Looking for more from Sean McLachlan? He also hangs out on the Midlist Writer blog, where he talks about writing, adventure travel, caving, and everything else he gets up to. He also reproduces all the posts from Civil War Horror, so drop on by!

Monday, October 7, 2013

Guest Post: Using Real Cultures in Fantasy Fiction

Today I've invited blogger buddy A.J. Walker to talk about his new fantasy novel, The Maze of Mist. I've guest blogged for his Medieval Mondays series several times on topics such as medieval handgonnes and medieval weapons in the Civil War, so it's great to have him here. He's going to talk about using real cultures in fantasy fiction. Take it away, A.J.!

Fantasy fiction is a blend of the familiar and the strange. The familiar helps the reader construct a framework for envisioning the story. It's no surprise, then, that most high fantasy settings are reminiscent of medieval Europe. Writers usually pick medieval England, France, and the Norse region as their settings, and while I love all these cultures, I've always felt there were plenty of others that were being underused.

For my Timeless Empire series, the setting is reminiscent of medieval Spain. That makes it a little different than your typical fantasy novel, but still familiar.

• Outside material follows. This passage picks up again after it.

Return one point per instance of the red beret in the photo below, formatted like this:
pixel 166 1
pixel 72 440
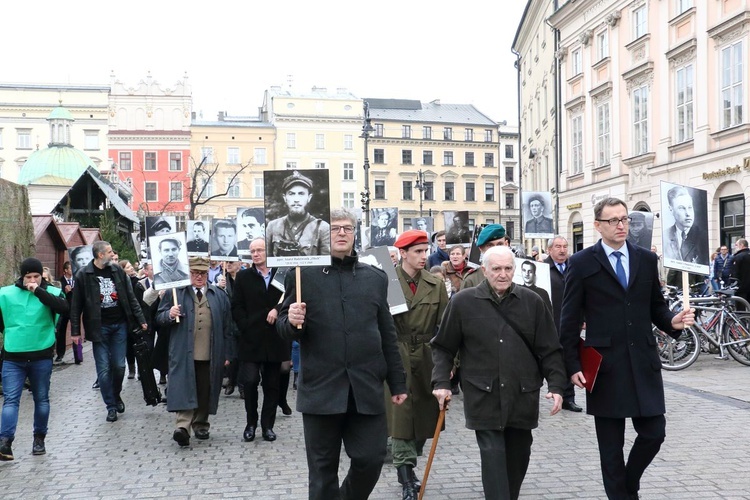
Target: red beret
pixel 410 238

I went further afield with The Maze of Mist. The protagonist, Metis Itxaron, is a mixed-race prince, the son of a goblin mother and a human father. Goblinkin culture is a mix of Native American, the peoples of the Caucasus Mountains in Georgia, the prehistoric Kurgan culture, and a fair amount of my own weirdness. The human culture is medieval European. I wanted something for my reader to find familiar!

I also throw in a new race, the mysterious Amhara from beyond the Southern Sea. These explorers have solved the mystery of the Maze of Mist, a strange labyrinth of fog that has baffled navigators for all of recorded history. For this culture, I borrowed some of Sean's experience and made them Ethiopian. If you're a regular reader of Sean's travel writing you know he's a regular visitor to that ancient land and has even written a book about Ethiopian history.

So why Ethiopia? Because as an archaeologist I know this land is home to one of the oldest and most advanced civilizations in the world. Even Heroditus lists it as one of the great cultures of his time. Yet it is almost entirely ignored in Western history books.

The kingdom of Abyssinia went through several different incarnations that had several similarities. The land was made up of several tribes and held together by a ruler that did not have absolute power except in times of dire emergency such as a foreign invasion. Women enjoyed a relatively high status and compared to medieval Europe (although there weren't female warriors like I have in my novel) and studies such a geography, painting and literature were highly developed.

When my protagonist goes off with these newcomers on a diplomatic mission, he gets to sample their food and drink, learn about their world view, and generally immerse himself in their culture. He's not just journeying across an ocean, he passing from one culture to another. The ancient Abyssinian kingdoms are a perfect model for a civilization that your typical fantasy character would find both strange and alluring.

Plus they had cool swords and strong booze. You gotta have cool swords and strong booze in a fantasy novel!

Thanks, A.J.! Do you have a new release you'd like to shout about? Go to the How Can I Help You? page to learn how, well, I can help you. . .


  1. Yes you do!
    Didn't know that about Ethiopia's history.
    Your main character is a mixed breed? Great minds think alike - my latest also has a mixed breed.

  2. Great swords and bronze....So very true! This looks like a very good read and I love the cover!